Немного развлекал Гильду итальянец. Конечно, Луиджи приходил не к Иоганне, а к ней. Он не раз пытался перейти от страстных деклараций к поцелуям, но Гильда его останавливала. Ей нравилось, что он, как актер, декламирует: «О мой кумир! Моя звезда!» Она позволяла ему целовать ее руки, но не больше — «вы с ума сошли — у меня муж!..» Когда итальянец проходил наверх в мезонин, где жила Гильда, Иоганна поджимала свои бледные губы и думала: напрасно фюрер поверил этим проходимцам, лучше было бы сговориться с англичанами…
Иоганна ненавидела не только итальянца, но и немцев, застрявших в тылу, даже доктора Ланге («можно воевать с одним глазом»). Ей были отвратительны женщины, мужья которых уцелели — ее муж погиб на Волхове в начале сорок второго. До войны она постоянно ссорилась с мужем — он был юбочником и транжирой, а теперь она развесила повсюду его фотографии, и посетители должны были молча простаивать несколько минут перед фотографией покойного Карла. Она изводила Гильду комплиментами: «Кузиночка, вы сегодня слишком хорошо выглядите» или: «Вы такая нарядная, что забываешь про ужасы войны»…
Гильда написала мужу, что ее пугают газетные известия — думала, что так нужно написать.

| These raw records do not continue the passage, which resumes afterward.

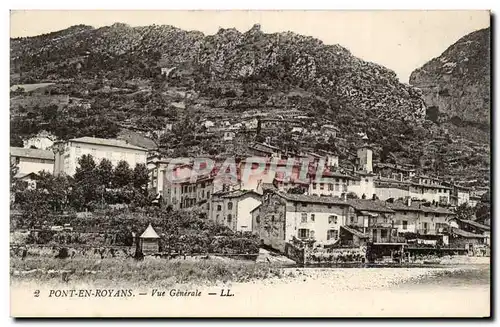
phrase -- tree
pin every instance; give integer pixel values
(16, 140)
(34, 205)
(84, 195)
(483, 208)
(105, 172)
(13, 172)
(86, 169)
(123, 174)
(297, 190)
(464, 211)
(141, 177)
(352, 195)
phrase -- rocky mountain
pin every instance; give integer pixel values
(457, 83)
(149, 77)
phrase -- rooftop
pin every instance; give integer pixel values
(32, 153)
(358, 204)
(149, 233)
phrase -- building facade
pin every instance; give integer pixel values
(32, 160)
(234, 209)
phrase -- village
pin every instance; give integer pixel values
(321, 212)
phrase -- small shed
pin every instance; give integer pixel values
(149, 241)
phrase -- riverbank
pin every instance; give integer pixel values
(294, 292)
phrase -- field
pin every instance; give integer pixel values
(30, 87)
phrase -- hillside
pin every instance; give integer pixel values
(457, 83)
(143, 78)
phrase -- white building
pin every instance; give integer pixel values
(32, 160)
(67, 153)
(42, 141)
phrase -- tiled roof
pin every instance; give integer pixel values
(32, 153)
(398, 206)
(431, 186)
(475, 224)
(370, 205)
(107, 142)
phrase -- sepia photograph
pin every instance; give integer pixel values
(250, 163)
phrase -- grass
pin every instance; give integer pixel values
(150, 272)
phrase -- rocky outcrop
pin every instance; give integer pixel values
(457, 83)
(279, 61)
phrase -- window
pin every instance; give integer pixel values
(303, 233)
(333, 219)
(332, 234)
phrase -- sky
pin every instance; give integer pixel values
(399, 40)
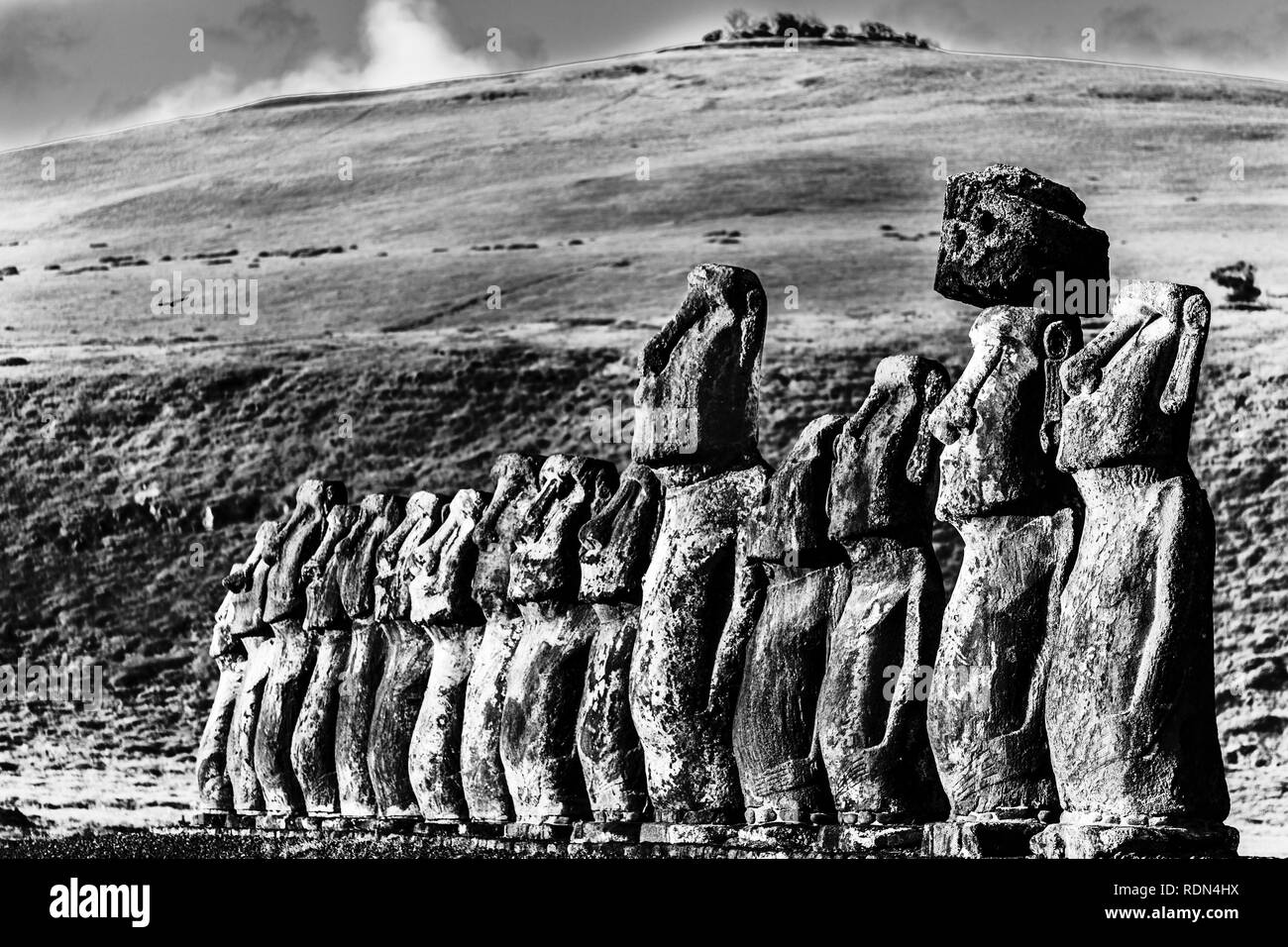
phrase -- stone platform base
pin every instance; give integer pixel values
(1134, 841)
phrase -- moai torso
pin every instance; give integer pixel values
(872, 707)
(294, 650)
(544, 685)
(616, 545)
(482, 774)
(443, 607)
(696, 427)
(1129, 706)
(795, 581)
(1018, 517)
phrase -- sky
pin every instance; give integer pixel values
(71, 67)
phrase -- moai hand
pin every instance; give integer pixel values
(1129, 703)
(616, 545)
(1018, 517)
(696, 425)
(326, 622)
(443, 605)
(482, 775)
(872, 706)
(802, 579)
(249, 582)
(292, 650)
(384, 699)
(539, 724)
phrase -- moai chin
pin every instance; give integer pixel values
(872, 705)
(249, 582)
(544, 686)
(482, 774)
(327, 626)
(292, 650)
(793, 581)
(1000, 427)
(696, 427)
(616, 545)
(443, 605)
(1129, 703)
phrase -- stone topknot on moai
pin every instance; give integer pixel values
(292, 648)
(1006, 231)
(544, 688)
(696, 427)
(793, 581)
(872, 710)
(1129, 703)
(482, 774)
(616, 547)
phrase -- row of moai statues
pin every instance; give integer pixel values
(700, 641)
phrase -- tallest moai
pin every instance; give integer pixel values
(696, 421)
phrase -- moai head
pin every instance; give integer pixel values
(421, 517)
(617, 541)
(378, 514)
(1000, 424)
(296, 541)
(321, 574)
(790, 527)
(516, 476)
(442, 567)
(545, 566)
(1132, 389)
(887, 470)
(699, 376)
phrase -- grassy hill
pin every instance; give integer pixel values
(378, 361)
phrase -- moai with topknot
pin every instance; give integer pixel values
(795, 581)
(391, 690)
(616, 547)
(443, 607)
(1018, 515)
(1129, 707)
(482, 774)
(292, 648)
(544, 685)
(696, 425)
(872, 705)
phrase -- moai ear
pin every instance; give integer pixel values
(1184, 380)
(932, 389)
(1056, 344)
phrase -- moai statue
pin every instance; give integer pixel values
(326, 622)
(542, 694)
(292, 648)
(696, 424)
(443, 605)
(1019, 519)
(482, 775)
(391, 706)
(798, 579)
(1129, 707)
(616, 547)
(249, 582)
(872, 706)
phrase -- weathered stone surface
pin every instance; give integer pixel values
(393, 705)
(803, 582)
(1018, 517)
(482, 774)
(442, 603)
(1129, 705)
(548, 672)
(697, 410)
(1006, 228)
(616, 547)
(871, 718)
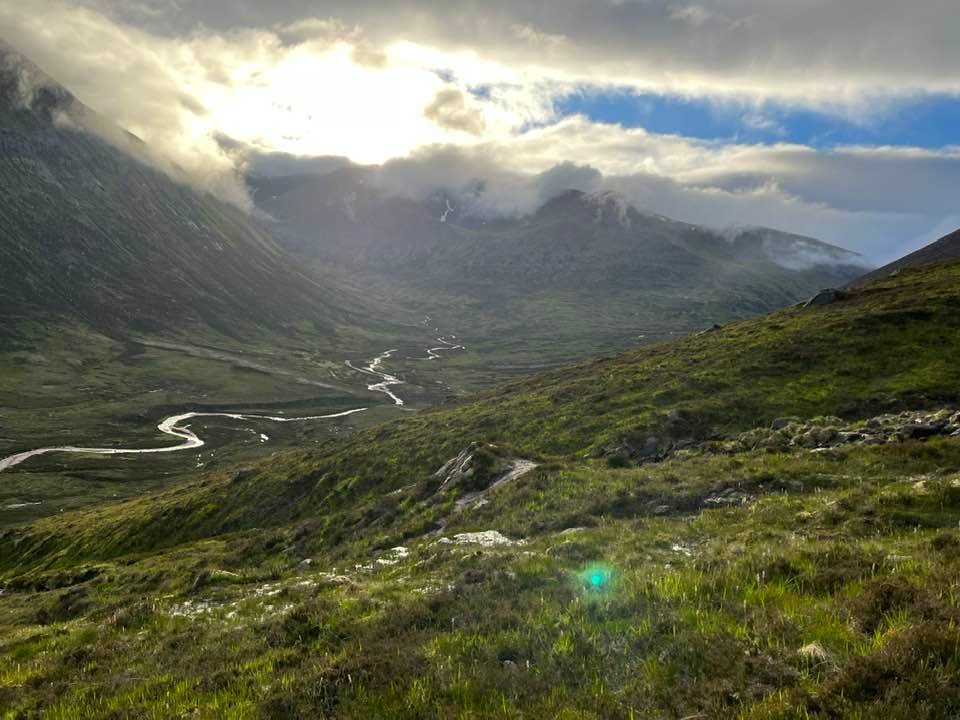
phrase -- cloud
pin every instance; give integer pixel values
(459, 95)
(450, 109)
(820, 52)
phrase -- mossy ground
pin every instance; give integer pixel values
(830, 592)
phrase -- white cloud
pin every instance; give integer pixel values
(446, 95)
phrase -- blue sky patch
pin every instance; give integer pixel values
(930, 121)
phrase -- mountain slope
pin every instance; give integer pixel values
(946, 249)
(739, 571)
(94, 234)
(576, 240)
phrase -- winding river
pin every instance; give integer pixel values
(172, 425)
(386, 380)
(175, 427)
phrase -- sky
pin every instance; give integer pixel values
(838, 119)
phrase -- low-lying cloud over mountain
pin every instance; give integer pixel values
(444, 95)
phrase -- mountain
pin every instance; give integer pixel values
(92, 233)
(946, 249)
(575, 240)
(758, 521)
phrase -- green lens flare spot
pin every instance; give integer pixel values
(597, 577)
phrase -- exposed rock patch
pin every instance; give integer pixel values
(518, 469)
(485, 538)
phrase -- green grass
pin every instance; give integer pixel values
(831, 593)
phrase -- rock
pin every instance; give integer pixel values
(727, 498)
(850, 437)
(825, 297)
(781, 423)
(920, 431)
(475, 467)
(485, 538)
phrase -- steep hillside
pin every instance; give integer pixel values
(757, 522)
(91, 233)
(946, 249)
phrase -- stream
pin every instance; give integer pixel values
(172, 425)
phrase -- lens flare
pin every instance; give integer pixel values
(597, 578)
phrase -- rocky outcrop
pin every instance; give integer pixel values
(475, 468)
(826, 297)
(790, 433)
(786, 434)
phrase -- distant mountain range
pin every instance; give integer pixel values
(576, 240)
(94, 233)
(945, 249)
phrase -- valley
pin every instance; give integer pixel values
(338, 446)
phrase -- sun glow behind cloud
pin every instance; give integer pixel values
(312, 101)
(683, 120)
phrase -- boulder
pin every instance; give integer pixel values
(825, 297)
(921, 431)
(781, 423)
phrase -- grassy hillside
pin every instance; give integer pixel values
(668, 557)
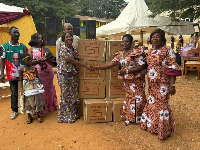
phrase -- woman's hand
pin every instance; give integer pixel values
(172, 90)
(69, 59)
(121, 72)
(2, 79)
(43, 58)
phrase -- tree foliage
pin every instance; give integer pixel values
(59, 9)
(40, 9)
(176, 8)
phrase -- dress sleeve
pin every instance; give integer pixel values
(139, 56)
(63, 53)
(173, 69)
(116, 58)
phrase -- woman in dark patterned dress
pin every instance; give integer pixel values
(162, 70)
(132, 62)
(67, 75)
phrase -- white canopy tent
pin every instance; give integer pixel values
(135, 19)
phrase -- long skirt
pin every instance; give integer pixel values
(135, 100)
(157, 116)
(50, 97)
(69, 98)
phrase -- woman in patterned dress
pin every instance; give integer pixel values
(67, 74)
(132, 62)
(43, 61)
(162, 70)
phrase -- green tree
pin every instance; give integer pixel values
(176, 8)
(57, 9)
(100, 8)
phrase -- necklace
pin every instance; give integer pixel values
(124, 55)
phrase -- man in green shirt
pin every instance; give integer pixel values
(11, 52)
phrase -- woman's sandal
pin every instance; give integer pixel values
(29, 121)
(40, 120)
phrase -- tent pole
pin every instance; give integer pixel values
(141, 37)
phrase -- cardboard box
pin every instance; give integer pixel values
(86, 74)
(112, 74)
(115, 89)
(112, 48)
(117, 109)
(92, 89)
(97, 111)
(92, 49)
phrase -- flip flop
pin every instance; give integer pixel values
(29, 121)
(40, 120)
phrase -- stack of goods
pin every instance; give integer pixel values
(99, 89)
(92, 84)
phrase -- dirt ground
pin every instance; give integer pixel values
(17, 135)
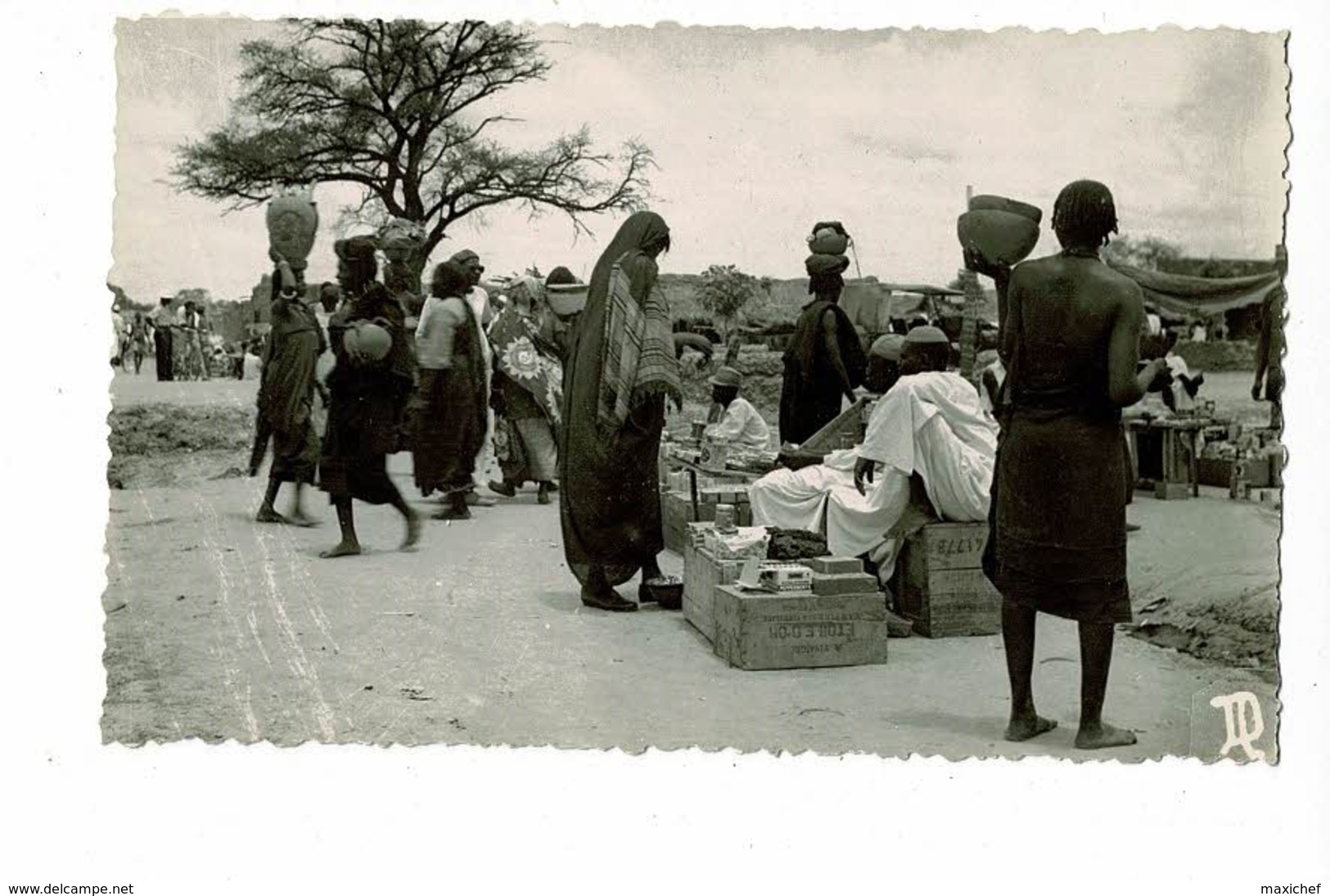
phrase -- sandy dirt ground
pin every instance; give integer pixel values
(219, 628)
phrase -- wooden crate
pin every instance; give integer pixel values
(702, 574)
(798, 630)
(940, 587)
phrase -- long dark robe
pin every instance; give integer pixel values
(164, 353)
(450, 415)
(1057, 525)
(287, 387)
(812, 389)
(610, 504)
(366, 404)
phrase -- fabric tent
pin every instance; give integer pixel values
(872, 306)
(1200, 295)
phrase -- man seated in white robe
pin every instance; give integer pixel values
(930, 423)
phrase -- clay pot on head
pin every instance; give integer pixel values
(368, 340)
(566, 298)
(293, 221)
(1002, 230)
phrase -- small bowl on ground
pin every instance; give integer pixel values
(668, 592)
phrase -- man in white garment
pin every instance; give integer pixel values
(479, 300)
(930, 423)
(733, 417)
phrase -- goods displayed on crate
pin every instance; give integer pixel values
(783, 577)
(742, 543)
(1245, 460)
(940, 585)
(794, 544)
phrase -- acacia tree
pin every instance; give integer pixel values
(724, 293)
(404, 110)
(1147, 253)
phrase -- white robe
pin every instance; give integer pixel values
(931, 425)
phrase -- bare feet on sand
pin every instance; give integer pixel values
(1027, 727)
(1100, 736)
(342, 549)
(269, 515)
(413, 532)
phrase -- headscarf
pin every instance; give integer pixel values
(825, 272)
(560, 277)
(638, 353)
(450, 279)
(640, 230)
(527, 290)
(887, 346)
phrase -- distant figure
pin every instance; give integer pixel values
(286, 396)
(138, 340)
(483, 310)
(119, 336)
(1057, 528)
(560, 329)
(825, 361)
(619, 374)
(885, 363)
(528, 389)
(736, 421)
(449, 416)
(366, 399)
(1269, 349)
(164, 350)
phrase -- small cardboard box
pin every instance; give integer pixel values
(798, 630)
(1172, 491)
(940, 587)
(844, 584)
(834, 565)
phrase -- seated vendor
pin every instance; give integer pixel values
(733, 419)
(883, 363)
(930, 423)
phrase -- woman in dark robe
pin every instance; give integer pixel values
(619, 374)
(450, 406)
(527, 393)
(825, 361)
(1071, 331)
(286, 396)
(366, 399)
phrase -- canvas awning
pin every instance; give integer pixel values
(1200, 295)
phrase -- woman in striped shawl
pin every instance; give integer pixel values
(619, 374)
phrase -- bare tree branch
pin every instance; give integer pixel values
(389, 106)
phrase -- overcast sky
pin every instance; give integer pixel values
(761, 133)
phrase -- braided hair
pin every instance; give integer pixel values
(1084, 214)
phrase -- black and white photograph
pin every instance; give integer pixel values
(613, 387)
(593, 438)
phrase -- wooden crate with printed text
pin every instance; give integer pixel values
(940, 587)
(798, 629)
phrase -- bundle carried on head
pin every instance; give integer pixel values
(825, 272)
(829, 238)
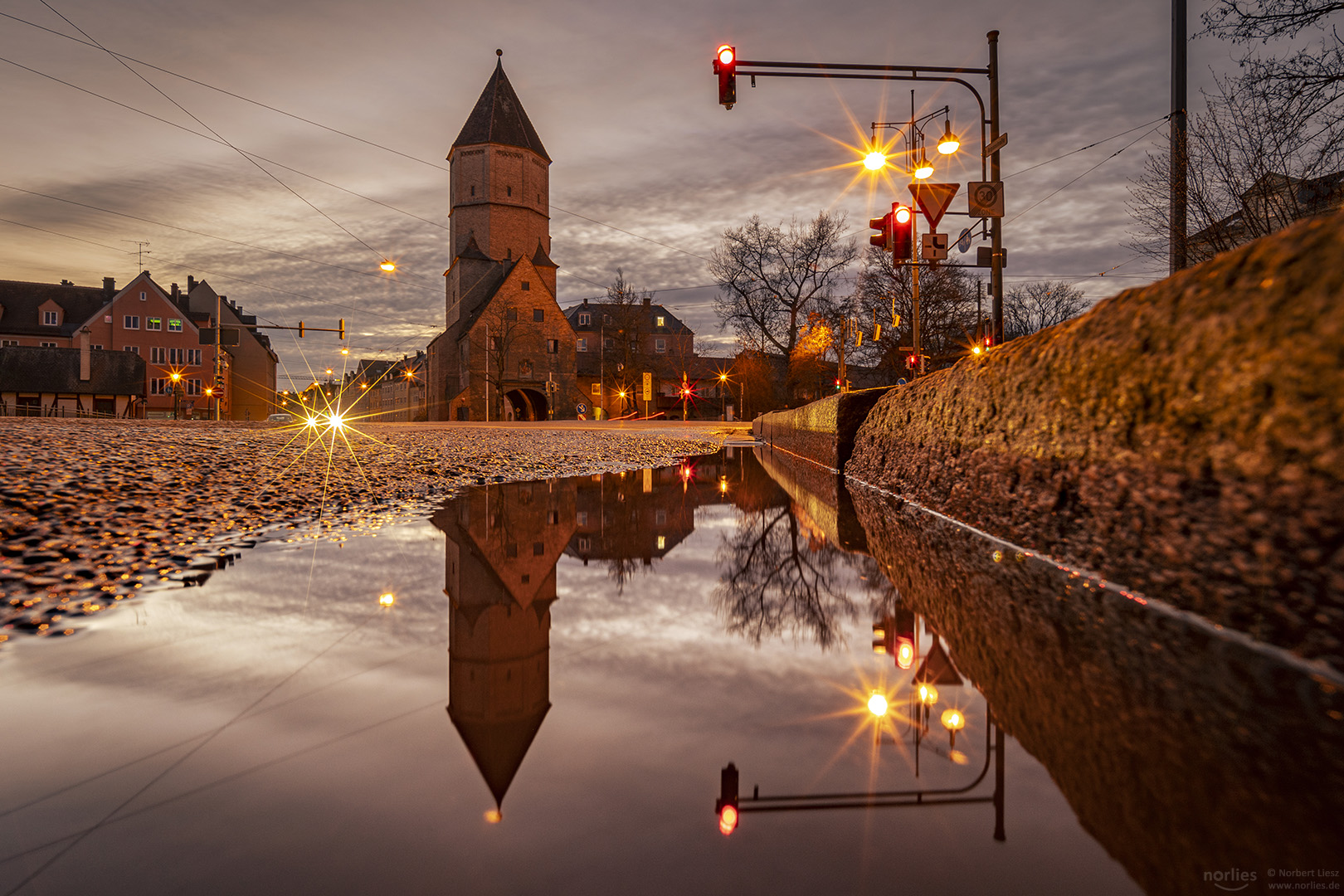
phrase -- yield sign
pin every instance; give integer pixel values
(933, 201)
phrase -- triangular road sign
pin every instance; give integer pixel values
(933, 201)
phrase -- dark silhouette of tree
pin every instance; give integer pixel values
(772, 277)
(1034, 306)
(778, 579)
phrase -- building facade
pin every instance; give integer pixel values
(507, 351)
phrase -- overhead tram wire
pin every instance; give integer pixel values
(253, 162)
(329, 128)
(197, 232)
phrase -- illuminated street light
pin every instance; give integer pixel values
(947, 144)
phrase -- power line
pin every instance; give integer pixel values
(335, 130)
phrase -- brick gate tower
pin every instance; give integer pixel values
(507, 351)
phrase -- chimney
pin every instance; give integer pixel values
(84, 355)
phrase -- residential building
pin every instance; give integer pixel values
(507, 351)
(1272, 203)
(140, 319)
(71, 382)
(249, 367)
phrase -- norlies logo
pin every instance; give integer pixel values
(1231, 880)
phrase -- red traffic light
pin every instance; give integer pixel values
(902, 231)
(726, 66)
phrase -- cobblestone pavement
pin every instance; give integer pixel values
(93, 512)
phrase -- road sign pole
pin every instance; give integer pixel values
(996, 229)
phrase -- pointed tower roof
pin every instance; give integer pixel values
(499, 117)
(541, 258)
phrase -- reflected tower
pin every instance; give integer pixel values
(499, 572)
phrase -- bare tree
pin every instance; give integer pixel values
(769, 278)
(1034, 306)
(774, 579)
(947, 310)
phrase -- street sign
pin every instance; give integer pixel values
(933, 201)
(986, 257)
(986, 197)
(934, 247)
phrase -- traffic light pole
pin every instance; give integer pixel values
(990, 130)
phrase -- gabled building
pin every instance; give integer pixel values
(249, 367)
(507, 351)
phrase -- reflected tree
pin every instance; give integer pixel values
(778, 578)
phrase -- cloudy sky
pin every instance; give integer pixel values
(622, 95)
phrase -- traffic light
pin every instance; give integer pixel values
(902, 231)
(726, 66)
(726, 806)
(884, 227)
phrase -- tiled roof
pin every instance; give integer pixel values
(22, 299)
(24, 368)
(499, 119)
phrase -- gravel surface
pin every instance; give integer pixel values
(93, 512)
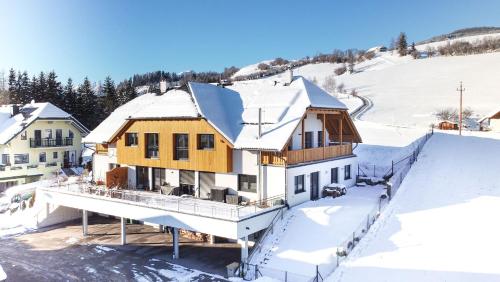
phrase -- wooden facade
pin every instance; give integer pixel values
(117, 177)
(101, 149)
(342, 133)
(306, 155)
(219, 159)
(448, 125)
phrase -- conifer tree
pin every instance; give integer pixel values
(54, 90)
(110, 97)
(24, 88)
(70, 104)
(13, 95)
(402, 44)
(87, 103)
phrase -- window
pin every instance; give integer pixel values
(205, 141)
(21, 158)
(42, 157)
(299, 184)
(59, 137)
(152, 145)
(181, 146)
(308, 139)
(158, 178)
(247, 183)
(131, 139)
(335, 175)
(320, 138)
(48, 133)
(5, 159)
(347, 172)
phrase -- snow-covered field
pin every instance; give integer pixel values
(441, 225)
(329, 222)
(408, 92)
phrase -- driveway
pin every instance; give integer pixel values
(62, 253)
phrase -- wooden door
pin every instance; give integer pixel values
(314, 177)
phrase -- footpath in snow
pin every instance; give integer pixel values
(310, 233)
(441, 226)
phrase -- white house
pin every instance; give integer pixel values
(492, 120)
(254, 139)
(36, 139)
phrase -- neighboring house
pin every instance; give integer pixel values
(448, 125)
(254, 139)
(491, 121)
(36, 140)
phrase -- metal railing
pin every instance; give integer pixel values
(167, 202)
(50, 142)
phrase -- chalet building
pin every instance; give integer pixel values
(491, 121)
(36, 139)
(242, 143)
(448, 125)
(222, 161)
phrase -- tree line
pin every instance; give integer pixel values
(88, 103)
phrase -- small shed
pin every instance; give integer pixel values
(448, 125)
(491, 121)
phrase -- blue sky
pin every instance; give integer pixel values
(120, 38)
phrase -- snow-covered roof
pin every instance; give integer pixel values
(10, 125)
(233, 110)
(490, 114)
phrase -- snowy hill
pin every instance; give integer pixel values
(407, 92)
(470, 39)
(436, 227)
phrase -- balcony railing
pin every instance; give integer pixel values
(193, 206)
(306, 155)
(50, 142)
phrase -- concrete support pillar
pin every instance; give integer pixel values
(123, 225)
(85, 222)
(197, 183)
(150, 176)
(244, 248)
(175, 241)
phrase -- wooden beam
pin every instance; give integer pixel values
(303, 140)
(340, 121)
(324, 134)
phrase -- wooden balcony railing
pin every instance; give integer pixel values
(49, 142)
(306, 155)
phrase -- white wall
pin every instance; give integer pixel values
(311, 123)
(100, 166)
(172, 177)
(273, 181)
(495, 125)
(324, 169)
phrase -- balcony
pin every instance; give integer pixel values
(49, 142)
(306, 155)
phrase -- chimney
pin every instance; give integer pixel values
(260, 123)
(15, 109)
(163, 86)
(290, 76)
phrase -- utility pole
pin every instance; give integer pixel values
(461, 90)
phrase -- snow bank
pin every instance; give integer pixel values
(3, 275)
(329, 222)
(437, 227)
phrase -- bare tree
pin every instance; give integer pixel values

На самом деле она путала русские названия, ее не трогало, что красные захватили Орел или Харьков. Курт рассказывал, что русские города — это большие деревни, к тому же наполовину разрушенные. Она спросила мужа, что происходит в России, из вежливости. А получив его ответ, она долго плакала. Конечно, Курт и прежде упоминал о трудностях, но в каждом письме Гильда находила несколько бодрых слов. Когда он приезжал в отпуск, он говорил, что русские дерутся отчаянно, в лесах много бандитов, климат ужасный, есть какие-то особенные пушки, от которых «можно сойти с ума». Но когда Гильда спросила, чем все кончится, он ответил: «Достаточно поговорить с полковником Габлером, чтобы понять, насколько наша стратегия выше русской. В итоге мы победим, как бы дорого это нам ни обошлось». И вот теперь Курт пишет: «Дело не только в том, что мы отсюда не выберемся, я начинаю думать, что эти дикари доберутся до вас…» Если Курт так говорит, значит плохо — он оптимист. Увидев заплаканное лицо Гильды, Иоганна обрадовалась: «Вы получили плохие известия? Что с вашим мужем?» — «С мужем все благополучно, — ответила Гильда, — плохо с Германией…» Она попробовала утешить себя: может быть, Курт изнервничался? Когда в Берлине бывала бомбежка, я ходила, как помешанная, а на фронте бомбят все время, и еще какие-то особенные пушки, понятно, что Курт потерял голову… Но ей было тревожно: она вдруг почувствовала, что и она втянута в проклятую войну.